The second obvious role of the CG dinucleotide is its potential to undergo C-methylation/-demethylation in many eukaryotic organisms. This modification is known to crucially impact gene expression and is leading to epigenetic phenomena [26, 27]. It is known also, that the DNA methyltransferases preferentially target nucleosomes [28, 29], so that the methylated CpGs are distributed with the period ~10 bases along the nucleosome DNA [29]. Nucleosomes containing CG dinucleotides in key positions for the nucleosome stability - in the minor grooves at the interface DNA/histones [7, 30] - could be called epigenetic nucleosomes [16]. The C-methylation in CG dinucleotides may tune the stability of the nucleosomes in promoter regions [27], and modulate the stability of the proposed anchor nucleosomes, e. g., Alu-nucleosomes, containing many CG dinucleotides. In [31] it is demonstrated for the first time that CpG methylation renders compactness to nucleosomes, with DNA bound more tightly to the histone octamers.

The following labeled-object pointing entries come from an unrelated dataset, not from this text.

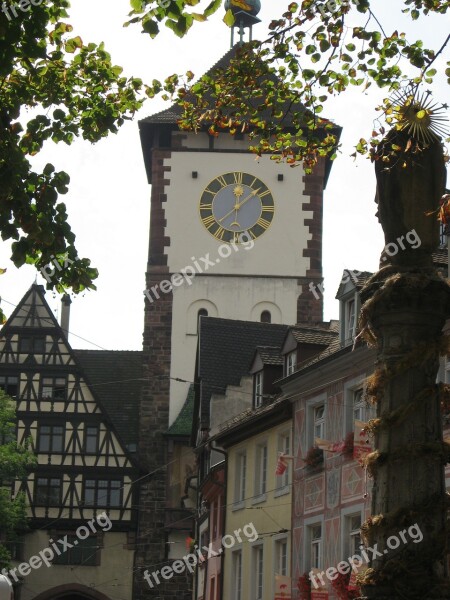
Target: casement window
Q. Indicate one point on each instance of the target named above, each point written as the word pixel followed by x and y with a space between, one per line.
pixel 83 553
pixel 103 492
pixel 353 526
pixel 261 470
pixel 258 570
pixel 47 491
pixel 319 421
pixel 281 557
pixel 241 477
pixel 359 405
pixel 213 512
pixel 266 317
pixel 284 446
pixel 54 388
pixel 237 575
pixel 31 345
pixel 201 313
pixel 291 362
pixel 258 389
pixel 10 386
pixel 91 438
pixel 350 319
pixel 315 544
pixel 51 438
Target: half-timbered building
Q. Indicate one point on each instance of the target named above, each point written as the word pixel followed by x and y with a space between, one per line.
pixel 78 411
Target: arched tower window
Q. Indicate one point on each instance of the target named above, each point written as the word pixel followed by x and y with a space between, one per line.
pixel 201 313
pixel 266 317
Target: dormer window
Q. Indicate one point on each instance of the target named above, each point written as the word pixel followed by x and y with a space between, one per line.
pixel 291 362
pixel 258 389
pixel 350 319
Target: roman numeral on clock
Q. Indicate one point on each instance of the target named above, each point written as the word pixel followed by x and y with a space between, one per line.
pixel 219 233
pixel 263 223
pixel 208 221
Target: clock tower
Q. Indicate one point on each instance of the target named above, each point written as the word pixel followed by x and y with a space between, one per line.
pixel 233 236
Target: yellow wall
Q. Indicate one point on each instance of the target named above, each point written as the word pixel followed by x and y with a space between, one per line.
pixel 268 516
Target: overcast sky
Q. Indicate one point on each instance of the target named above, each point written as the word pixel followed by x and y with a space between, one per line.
pixel 109 198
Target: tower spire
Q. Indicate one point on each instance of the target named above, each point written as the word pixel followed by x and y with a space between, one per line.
pixel 244 12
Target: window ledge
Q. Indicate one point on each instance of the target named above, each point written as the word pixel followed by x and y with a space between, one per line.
pixel 259 499
pixel 282 491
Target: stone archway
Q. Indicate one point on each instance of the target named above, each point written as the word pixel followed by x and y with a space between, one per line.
pixel 72 591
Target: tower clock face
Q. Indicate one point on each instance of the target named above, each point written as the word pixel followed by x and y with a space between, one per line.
pixel 234 203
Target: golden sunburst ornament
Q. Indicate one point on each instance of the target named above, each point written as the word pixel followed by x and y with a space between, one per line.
pixel 417 115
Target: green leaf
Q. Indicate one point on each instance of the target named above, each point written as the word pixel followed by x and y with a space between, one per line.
pixel 229 18
pixel 73 44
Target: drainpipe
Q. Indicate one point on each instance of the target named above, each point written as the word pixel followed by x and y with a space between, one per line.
pixel 222 556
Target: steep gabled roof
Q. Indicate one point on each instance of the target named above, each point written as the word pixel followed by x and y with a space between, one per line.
pixel 113 377
pixel 116 377
pixel 313 335
pixel 225 350
pixel 168 118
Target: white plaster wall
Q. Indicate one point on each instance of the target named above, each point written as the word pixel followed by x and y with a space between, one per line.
pixel 277 252
pixel 234 298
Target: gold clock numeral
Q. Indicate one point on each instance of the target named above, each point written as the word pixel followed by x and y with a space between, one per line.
pixel 263 223
pixel 220 233
pixel 208 221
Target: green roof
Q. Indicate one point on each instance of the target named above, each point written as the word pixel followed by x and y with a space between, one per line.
pixel 182 426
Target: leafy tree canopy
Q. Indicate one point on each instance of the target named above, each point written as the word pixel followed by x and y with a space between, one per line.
pixel 314 51
pixel 15 462
pixel 54 87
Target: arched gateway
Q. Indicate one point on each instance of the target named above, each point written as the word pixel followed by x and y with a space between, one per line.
pixel 72 591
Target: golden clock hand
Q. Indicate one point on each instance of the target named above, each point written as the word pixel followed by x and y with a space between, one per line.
pixel 237 206
pixel 248 197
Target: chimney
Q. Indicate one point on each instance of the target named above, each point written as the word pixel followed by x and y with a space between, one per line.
pixel 65 313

Are the weak nucleosomes phased?

The poor manifestation of dinucleotide periodicities in the human genome, namely CG only, suggests that the majority of human nucleosomes are rather weak. This means that there is only weak pressure by the nucleosome positioning signal. As experiment [32] and calculations (Gabdank et al., unpublished data) show, even in the highly periodical genome of C. elegans, the majority of the nucleosomes are as weak as the "nucleosomes" mapped on random sequences. The mouse genome in which no dinucleotide periodicity is emerging with autocorrelation calculations [8], is especially interesting in this respect. This is a nightmare case for signal hunters, although there definitely must be a certain sequence specificity for chromatin organization. After all, the DNA in the mouse genome is packed into nucleosomes as well, and the mouse chromatin is not known to be any different from typical mammalian chromatin. It would be incorrect though, to conclude that weak nucleosomes are randomly distributed along the sequences. Let us consider a hypothetical natural sequence in which the positioning signal is not introduced. In that sense, the sequence would be "random". But the histone octamers would still bind to those segments of the sequence that do have some resemblance to the standard positioning pattern. They will form weak nucleosomes at specific positions along the sequence. The non-randomness of nucleosome positioning in natural genomes is evidenced by the existence of the "nucleosome repeat lengths" [33], from 160 to 240 bases, depending on the species.

Conclusions

For detection of the periodical repetition of the DNA bendability pattern, whole-genome sequences with very weak or invisible periodicities are not suitable. The periodical signal extraction will probably succeed when it is applied instead to the comprehensive nucleosome DNA database sequences (work in progress). Due to the affinity of histone octamers to the segments with highest bendability, the sequences of the databases will contain the signal. For its extraction, the signal regeneration procedure can be used as described in [7]. This study and others [18, 34] show that, no matter how weak the nucleosome positioning signal is, it can be traced and even characterized by one or another signal processing technique. It also shows that due to apparently species-specific sequence preferences, various different components of the general nucleosome positioning pattern can be used by different organisms. The preferential use of CG dinucleotides in human chromatin is the illustration. At the same time, since the physics of nucleosome positioning should be the same everywhere, the same universal pattern [35] should be used by all species. This does not exclude though, that there can be species-specific biases towards this or other selections of dinucleotides predominantly used for positioning of nucleosomes [8]. Finally, with the identification of nucleosome positioning CG and other dinucleotides, it seems very natural to extend these considerations to the variable sites in the eukaryotic and (especially) the human genome. Single nucleotide polymorphisms (SNPs), SNP haplotypes, repetitive sequences, whether stable or subject to expansion or contraction, appear in a new light, as respective nucleosomes involved may vary in strength and/or position.